La faute des administrateurs?

Le marché québécois de la copropriété est évalué à près de 300 000 unités, selon des évaluations actualisées de la SCHL. Avec une valeur moyenne d’environ 150 000 $ par unité, le patrimoine immobilier des copropriétaires atteindrait donc les 45 milliards de dollars.

 

Un patrimoine colossal mais qui, comme tout bien immobilier, nécessite un entretien constant.

 

Des intervenants du secteur, comme le conseiller en gestion André M. Benoît et l’architecte Georges Fallah, recommandent à ce titre des inspections régulières de l’immeuble ainsi que le recours aux services de professionnels. «Les gens, à l’aide de professionnels, devraient faire le tour de leur bâtiment au moins une fois par année», estime M. Fallah, président de G.A.P. Immeubles.

 

M. Benoît, de son côté, dénonce le manque de vigilance de certains administrateurs. «Il n’y a pas une bonne compréhension du fait que la conservation de l’immeuble et le maintien du capital des copropriétaires incombe au syndicat, déplore le co-auteur du Manuel de gestion d’un syndicat de divise au Québec, paru cette année aux éditions Wilson Lafleur.

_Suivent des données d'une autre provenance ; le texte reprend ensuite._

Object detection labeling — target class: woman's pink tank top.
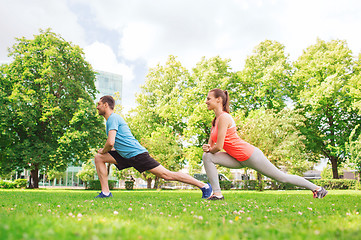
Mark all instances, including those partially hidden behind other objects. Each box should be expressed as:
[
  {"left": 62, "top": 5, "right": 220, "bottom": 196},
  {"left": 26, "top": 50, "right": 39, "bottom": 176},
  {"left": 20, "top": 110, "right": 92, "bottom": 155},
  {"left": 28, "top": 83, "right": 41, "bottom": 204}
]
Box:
[{"left": 210, "top": 112, "right": 255, "bottom": 161}]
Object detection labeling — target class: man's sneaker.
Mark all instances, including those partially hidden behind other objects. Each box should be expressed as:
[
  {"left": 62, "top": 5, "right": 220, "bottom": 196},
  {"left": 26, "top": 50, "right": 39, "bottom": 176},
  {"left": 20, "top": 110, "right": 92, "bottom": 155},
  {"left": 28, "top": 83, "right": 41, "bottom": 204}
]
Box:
[
  {"left": 95, "top": 192, "right": 113, "bottom": 198},
  {"left": 207, "top": 195, "right": 224, "bottom": 201},
  {"left": 201, "top": 183, "right": 213, "bottom": 199},
  {"left": 312, "top": 187, "right": 328, "bottom": 199}
]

Trop souvent, ajoute-t il, les membres du conseil d’administration cèdent aux pressions politiques de copropriétaires, qui ne veulent pas que leurs frais de condos augmentent. C’est une grave erreur.»

 

Deux positions auxquelles souscrit Yves Joli-Cœur. «Des copropriétaires pourraient éventuellement être tentés de se plaindre du manque de vision des administrateurs pour ce qui est de l’entretien de l’immeuble et la constitution d’un fonds de prévoyance suffisant pour faire face aux réparations majeures. Une telle situation pourrait inciter les copropriétaires à poursuivre les administrateurs en défaut pour se faire dédommager d’une partie des sommes déboursées», met-il en garde.